The integrating_linear_assignment_flows from faberno

Bachelor Thesis

Comparison of Methods for Integrating Linear Assignment Flows

Table of Contents

About The Project
Background
Comparison
Experiments
References
License

About The Project

The objective of this thesis is to evaluate the error and time complexity of both the Explicit Euler Method and the Krylov Subspace Method, depending on their respective parameters step size and subspace dimension, so we can assess their performance in a direct comparison.
This repository contains brief explanations and findings as well as all necessary code. For more information, be sure to take a look at the full document.

Background

This section will cover the background of the thesis very briefly.

Linear Assignment Flow

Implementation
The Linear Assignment Flow (Zeilmann et al., 2020) is represented by an ODE on the tangent space

$$\mathcal{T}_0 = \{T \in \mathbb{R}^{I\times J}: T\mathbb{1}=\mathbb{0}\}$$

at the barycenter of the assignment Manifold

$$\mathcal{W}=\{W \in \mathbb{R}^{I\times J}: W_{i,j} > 0, W\mathbb{1}=\mathbb{1}\}$$

meaning that every row of $W\in \mathcal{W}$ represents a pixel and every column a label. The resulting entries then represent the probability of pixel $i$ being mapped to label $j$, so that every row sums up to 1. It is represented by an ODE of the form

$$\dot V(t) = A\:V(t)+b, \quad V(0)=0\in \mathbb{R}^{IJ}$$

where

$V(t) \in \mathcal{T}_0$ is our tangent vector

$A \in \mathbb{R}^{IJ\times IJ}$ represents the weights in pixel neighborhood
$b \in \mathbb{R}^{IJ}$ carries the image data

For a standard sized image of $500\times500$ pixels and 5 prototypes, the system will result in the dimension

$$\mathbb{R}^{1\,250\,000} = \mathbb{R}^{1\,250\,000\times 1\,250\,000} \cdot \mathbb{R}^{1\,250\,000}$$

so sparse matrix representations have to be used.

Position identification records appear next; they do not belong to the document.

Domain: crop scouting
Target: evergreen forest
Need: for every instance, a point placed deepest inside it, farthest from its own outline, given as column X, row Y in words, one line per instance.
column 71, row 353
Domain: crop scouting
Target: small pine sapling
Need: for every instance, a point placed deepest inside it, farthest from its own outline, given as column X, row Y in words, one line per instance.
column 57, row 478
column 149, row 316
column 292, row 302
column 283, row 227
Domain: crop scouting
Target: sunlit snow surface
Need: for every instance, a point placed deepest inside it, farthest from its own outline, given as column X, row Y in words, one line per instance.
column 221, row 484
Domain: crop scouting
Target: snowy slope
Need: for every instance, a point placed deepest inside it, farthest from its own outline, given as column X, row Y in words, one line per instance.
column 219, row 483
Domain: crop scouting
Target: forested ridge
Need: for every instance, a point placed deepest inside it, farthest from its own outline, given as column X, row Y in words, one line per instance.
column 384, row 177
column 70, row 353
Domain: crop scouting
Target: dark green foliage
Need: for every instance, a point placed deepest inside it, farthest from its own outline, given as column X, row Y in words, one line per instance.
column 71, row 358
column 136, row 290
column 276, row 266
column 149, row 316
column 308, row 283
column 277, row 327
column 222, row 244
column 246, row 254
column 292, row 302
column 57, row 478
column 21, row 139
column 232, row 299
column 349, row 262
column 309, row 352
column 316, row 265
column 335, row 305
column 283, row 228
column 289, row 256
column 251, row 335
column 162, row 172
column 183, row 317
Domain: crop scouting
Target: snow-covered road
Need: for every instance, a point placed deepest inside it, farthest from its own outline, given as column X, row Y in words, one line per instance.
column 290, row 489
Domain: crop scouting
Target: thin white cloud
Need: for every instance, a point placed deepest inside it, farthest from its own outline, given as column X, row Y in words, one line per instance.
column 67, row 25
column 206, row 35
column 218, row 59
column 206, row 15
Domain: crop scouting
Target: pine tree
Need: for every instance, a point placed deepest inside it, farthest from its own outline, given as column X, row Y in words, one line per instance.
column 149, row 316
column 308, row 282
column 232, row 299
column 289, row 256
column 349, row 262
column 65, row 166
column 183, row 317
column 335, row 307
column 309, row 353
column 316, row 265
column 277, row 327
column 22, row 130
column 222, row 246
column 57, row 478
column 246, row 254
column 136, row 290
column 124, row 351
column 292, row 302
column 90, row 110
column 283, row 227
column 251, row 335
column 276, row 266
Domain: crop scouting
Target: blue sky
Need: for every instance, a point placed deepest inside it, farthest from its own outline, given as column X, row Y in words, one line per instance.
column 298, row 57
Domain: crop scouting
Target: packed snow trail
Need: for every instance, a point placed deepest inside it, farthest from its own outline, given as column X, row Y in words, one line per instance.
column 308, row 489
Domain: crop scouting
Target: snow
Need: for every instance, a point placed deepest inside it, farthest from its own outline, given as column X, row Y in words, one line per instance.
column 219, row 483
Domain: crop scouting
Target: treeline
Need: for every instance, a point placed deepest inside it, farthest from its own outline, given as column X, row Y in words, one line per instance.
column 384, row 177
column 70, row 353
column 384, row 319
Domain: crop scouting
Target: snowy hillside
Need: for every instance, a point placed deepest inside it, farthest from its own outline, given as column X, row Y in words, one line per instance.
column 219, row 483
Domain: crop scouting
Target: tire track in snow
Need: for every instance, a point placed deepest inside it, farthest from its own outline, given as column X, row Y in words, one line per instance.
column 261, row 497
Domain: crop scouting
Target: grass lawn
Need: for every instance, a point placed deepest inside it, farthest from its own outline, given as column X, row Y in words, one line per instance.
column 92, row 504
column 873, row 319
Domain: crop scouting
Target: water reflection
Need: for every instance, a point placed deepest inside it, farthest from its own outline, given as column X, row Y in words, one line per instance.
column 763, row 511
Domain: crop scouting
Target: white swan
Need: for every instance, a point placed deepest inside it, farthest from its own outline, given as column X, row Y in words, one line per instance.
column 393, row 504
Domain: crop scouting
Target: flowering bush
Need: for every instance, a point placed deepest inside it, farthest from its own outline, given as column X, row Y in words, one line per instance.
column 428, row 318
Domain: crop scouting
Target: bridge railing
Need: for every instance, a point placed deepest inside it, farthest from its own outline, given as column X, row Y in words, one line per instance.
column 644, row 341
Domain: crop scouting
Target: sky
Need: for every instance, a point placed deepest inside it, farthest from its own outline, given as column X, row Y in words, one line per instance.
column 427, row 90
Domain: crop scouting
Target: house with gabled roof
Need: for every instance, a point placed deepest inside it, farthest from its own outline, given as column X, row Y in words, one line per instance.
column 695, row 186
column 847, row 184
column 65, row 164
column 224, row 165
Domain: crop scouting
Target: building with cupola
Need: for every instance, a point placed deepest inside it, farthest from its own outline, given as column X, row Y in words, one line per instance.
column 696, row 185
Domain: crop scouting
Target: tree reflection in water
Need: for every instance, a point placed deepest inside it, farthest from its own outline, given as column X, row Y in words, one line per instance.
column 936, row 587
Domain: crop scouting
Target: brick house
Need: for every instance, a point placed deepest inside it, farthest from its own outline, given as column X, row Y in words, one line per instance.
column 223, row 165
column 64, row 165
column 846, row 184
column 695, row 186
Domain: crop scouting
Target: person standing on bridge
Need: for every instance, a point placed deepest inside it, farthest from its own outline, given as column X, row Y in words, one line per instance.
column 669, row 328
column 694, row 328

Matrix Exponential and φ-Functions

For a matrix $A \in \mathbb{R}^{n\times n}$ we define the matrix exponential to be the $n\times n$ matrix

$$e^{A}=\sum_{j=0}^{\infty}\frac{A^{j}}{j!}.$$

The φ-Functions represent special cases of the Mittag-Leffler Function and have the form

$$\varphi_{0}(z) = e^{A},\quad \varphi_{1}(A) = \frac{e^{A}-\mathbb{I}}{A}, \quad \varphi_{p}(A)=\frac{\varphi_{p-1}(A)-\varphi_{p-1}(0)}{A}$$

or as Taylor-Series

$$\varphi_{p}(A)=\sum_{k=0}^{\infty}\frac{A^k}{(k+p)!}, \: \forall p \in \mathbb{N}_0.$$

The solution of an inhomogeneous ODE is given by

$$x(t) = \varphi_{0}(tA)x_{0}+t\cdot \varphi_{1}(tA) b$$

respectively

$$x(t) = t\cdot \varphi_{1}(tA)b$$

if $x_0=0$.

Explicit Euler Method

Implementation
The Explicit Euler Method (also called ”forward Euler“) is the most basic method to solve an ODE. It is calculated iteratively by

$$x_{n+1} = x_n + (Ax_n + b)h.$$

where $h$ is a step size.

Krylov Subspace Method

Implementation
The Krylov Subspace Method (Niesen and Wright, 2012, pp. 4-6) is a more advanced method than the Explicit Euler Method. It tries to approximate $\varphi_p(A)x$ which lives in $\mathbb{R}^n$ by using the Krylov Subspace

$$\mathcal{K}_m(A, x) = span\{x, Ax, A^2x, \ldots, A^{m-1}x\}, \quad m \leq n.$$

By orthonormalizing it, we get

$$\mathcal{K}_m(A, x) = span\{v_1, v_2, \ldots, v_m\}.$$

These basis vectors combined, form the matrix $V_m \in \mathbb{R}^{n\times m}$ such that

$$AV_m = V_mH_m + h_{m, m+1}v_{m+1}e_m^T$$

respectively

$$H_m = V_m^TAV_m, \quad A \approx V_mH_mV_m^T$$

where $e_m$ is a vector in the standard basis and $H_m$ is a small Hessenberg matrix $\in \mathbb{R}^{m\times m}.$ Approximating $A$ in this way is very useful to calculate the the $\varphi$-Funtions, because

$$\varphi_p(A)x \approx \varphi_p(V_mH_mV_m^T)x = V_m\varphi_p(H_m)V_m^Tx,$$

so the matrix exponential does not have to be calculated on a very big matrix anymore, but instead one of size $m\times m$.

Comparison

Error Estimation

The global error of the Explicit Euler Integration has an upper bound

$$\Vert \epsilon_{n} \rVert \leq \frac{h \:\max\Vert \ddot{x} \rVert}{2}\frac{e^{t_nL_f}-1}{L_f}$$

so it shrinks linearly with $h$, at least for small $h$.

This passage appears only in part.